EOFError: Ran out of input
Hello,
Thank you for your prompt assisting while helping solving the previous issue.
Now, I got some error while do training. Attached is the traceback. Thanks traceback_train.txt
Please checkout the commit a1179c8. Then edit the script train.py: find the line for sample in self.train_loader: (should be line 220) and insert 5 lines right above that.
print(f"train_loader length = {len(self.train_loader)}")
print("print_dbg_info_dataloader() call:")
print_dbg_info_dataloader(self.train_loader)
print("print_dbg_info_dataloader() exited")
e()
for sample in self.train_loader:
gt_cls0_label, gt_cls1_label, gt_cls2_label = sample['labels_gt']
...
Then launch the script by
python train.py dataset=ShanghaiTech_part_B > train_loader.txt 2>&1
and send me the generated file train_loader.txt.
I wonder if the issue is specific to your windows environment. Do you have a Linux OS installation / Linux machine at hand (maybe a virtual machine)? Could you install the required packages simply by pip3 install <package_name>, download the data, git clone my repo and run my scripts? (Python 3.6 or above is required.)
I have successfully run the scripts on a few Linux servers (have not encountered any issues).
Yeah that's why, I don't have linux machine. Yes I did install using pip install package name with python 3.6. Thank you for helping me out.

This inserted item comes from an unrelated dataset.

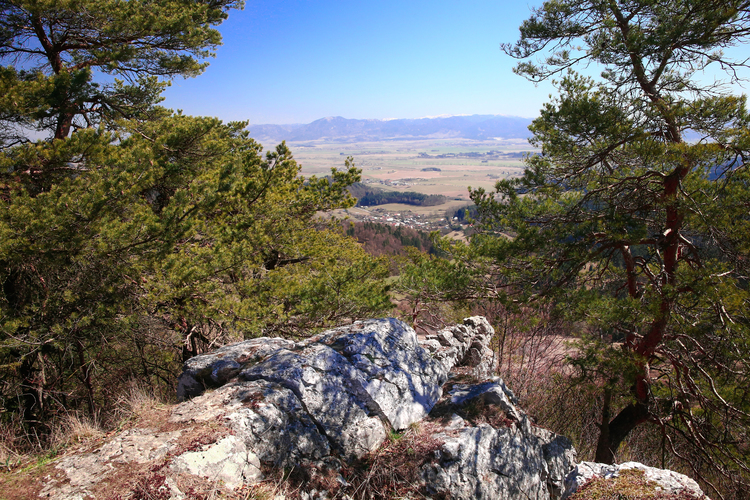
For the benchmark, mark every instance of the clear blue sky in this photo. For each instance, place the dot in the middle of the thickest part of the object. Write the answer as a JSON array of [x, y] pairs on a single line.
[[296, 61]]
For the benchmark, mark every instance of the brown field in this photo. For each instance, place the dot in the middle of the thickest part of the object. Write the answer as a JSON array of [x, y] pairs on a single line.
[[384, 163]]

@darissa Please discard all changes and checkout the commit a53b52d. Then open the script train.py, find all occurrences of num_workers=4 and replace them by num_workers=0 (there are 3 occurrences). Launch the script again:
python train.py dataset=ShanghaiTech_part_B
Thanks a lot. I able to run train.py (following you latest instruction), now using virtual ubuntu. I'll report to you if any bug or error happen. Thanks you.
OK.
After initializing num_workers=0, the script should work on Windows, too (I hope).
(The issue was likely related to this one: https://discuss.pytorch.org/t/dataloader-multiprocessing-error-cant-pickle-odict-keys-objects-when-num-workers-0/43951)
I tried on Windows, using epochs=3. No error found but the epoch stays 0/3 and then stop without displaying an error. Also, no expected output, only event file and log file.
What is the hardware you are trying to train on? (When you tried on Windows)
I am using GPU GeForce RTX 2070.